While I am new to this space, I am not new to blogging, an activity with which I have long had a pretty torrid relationship. I really enjoy writing, and the experience of blogging has really made it clear for me. Often, there are many things on my mind that feel the need to write down. I can certainly open a Word document or a grab a legal pad and just jot it all down. I can write unabashedly, whatever I want and however I want. While the cathartic effect of writing alone is enough is some cases — especially when I am enraged to the levels of blinding, white-hot fury — usually it’s not enough. The downside is that nobody but me reads that stuff so writing just for myself lacks the sharing aspect and makes the effort feel somehow incomplete.

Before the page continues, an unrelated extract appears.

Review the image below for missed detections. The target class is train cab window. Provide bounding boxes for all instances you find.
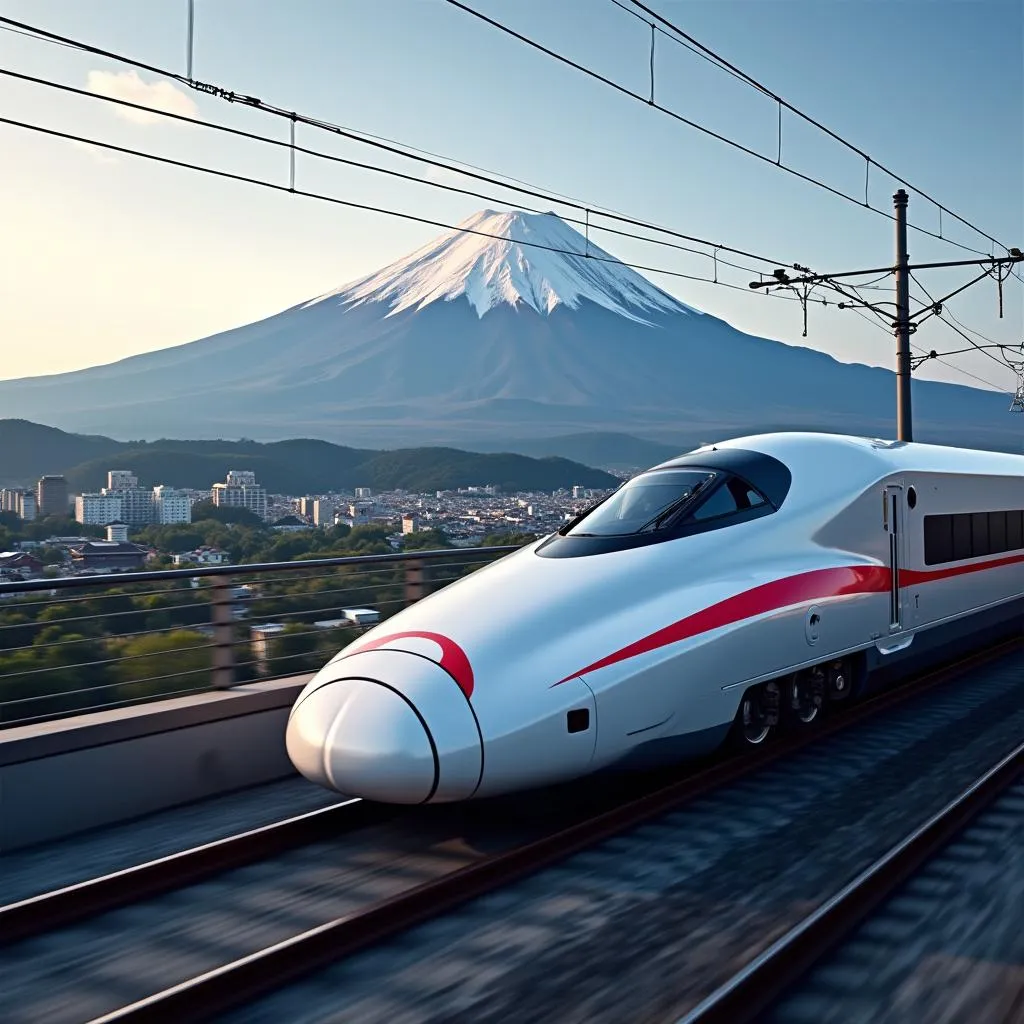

Often I think that writing a blog is inherently exhibitionist and therefore a bit skeevy. (But then again, I am not on Facebook or Twitter, and I blog pseudonymously, so perhaps I am just an Internet prude.) Does that mean that anyone who has ever written anything with the intention of others reading it online or in print should also be referred to as an exhibitionist to some degree? I can’t honestly decide if it’s okay to put one’s thoughts out there for others to read and perhaps think about, or if one should just keep one’s thoughts to oneself because the very act of wanting to share in a public forum is just plain crazy. So, to me, it’s the never-ending struggle of wanting to share versus not wanting to get exposed.

I am always torn between writing what and how I want, and writing things to be read. When I write for myself, the impetus to edit and clarify is diminished, and the sharing and commiseration is missing. When writing for others to read, I am more compelled to work on the language and flow, but I can feel uncomfortably exposed, even though it’s nice to be connected, to read about others who share in the same trials and tribulations.

When I have an essay in me, it’s as if the unwritten text is in a superposition of for-me and for-others states. The act of writing is like a measurement. Once a piece is done, there is no going back — once the essay is written with qualifiers, tempered down, and cleaned up for an audience, it is no longer the raw essay it used to be inside my head. More importantly, after having written it for an audience, the essay can *de facto* no longer go back to its raw, idea-only self. Once out, it takes on a form, but its form and substance are so tightly interwoven that I cannot go back and write another related piece one just for me: the process of writing with others in mind irreversibly changes how the essay looks in my head, its existing form erases how it might have looked if written just for me.

So I keep struggling with what I want the writing to be — the solitary, journal-like experience achievable in the absence of an internet connection, or a more public, shared experience through a blog, where writing for others improves the clarity and form, but dulls the edges, tempers, and qualifies. Once the writing starts to take form, the more I have one but not the other, akin to very slowly opening the box to reveal the life or death of Schroedinger’s cat.